Theorie der Demokratischen Schulen

Seit knapp hundert Jahren ist im deutschsprachigen Raum explizit von einer »Theorie der Schule« die Rede. Es wird Zeit, eine »Theorie der Demokratischen Schulen« zu entwickeln.

Henning Graner

Die Notwendigkeit einer Theorie der Demokratischen Schulen erwächst aus der Erfahrung, dass es unterschiedliche Auffassungen davon gibt, was unter einer Demokratischen Schule zu verstehen ist. Diese unterschiedlichen Auffassungen können durchaus im Widerspruch zueinander stehen, ohne dass eine von ihnen »falsch« ist. Es sind unterschiedliche »Interpretationen« ein und derselben Idee: der Idee der Demokratischen Schulen.

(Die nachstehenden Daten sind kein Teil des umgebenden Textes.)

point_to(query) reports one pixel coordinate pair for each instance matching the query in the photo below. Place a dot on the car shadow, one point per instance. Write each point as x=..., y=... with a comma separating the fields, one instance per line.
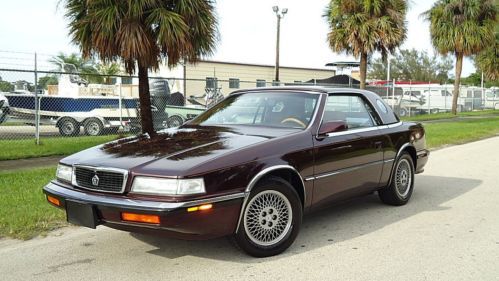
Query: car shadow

Diese Idee lässt sich zwar noch weitgehend widerspruchsfrei formulieren: Demokratische Schulen achten die Rechte von Kindern und Jugendlichen, insbesondere das Recht auf Selbstbestimmung bezüglich des Lernens und das Recht auf Mitbestimmung bezüglich der Organisation der Schule. Mit der Ausgestaltung dieser Idee beginnt jedoch die Vielfalt, blüht die Pluralität, erwächst die Widersprüchlichkeit.

Diesen Pluralismus auszuhalten ist nicht immer einfach. Wir Menschen meiden Widersprüche und neigen dazu, kognitive Dissonanzen durch die Herstellung von Eindeutigkeit aufzulösen. Diese Neigung ist verantwortlich dafür, dass wir uns so gerne auf eine vermeintlich eindeutige Lösung, auf ein vermeintlich überlegenes Modell, auf eine vermeintlich einzige Wahrheit versteifen. Dabei ist der Pluralismus selbst ein eigenständiges Merkmal einer Demokratie. Ihrem Anspruch nach müssten Demokratische Schulen diesen Pluralismus nicht nur anerkennen, sondern feiern!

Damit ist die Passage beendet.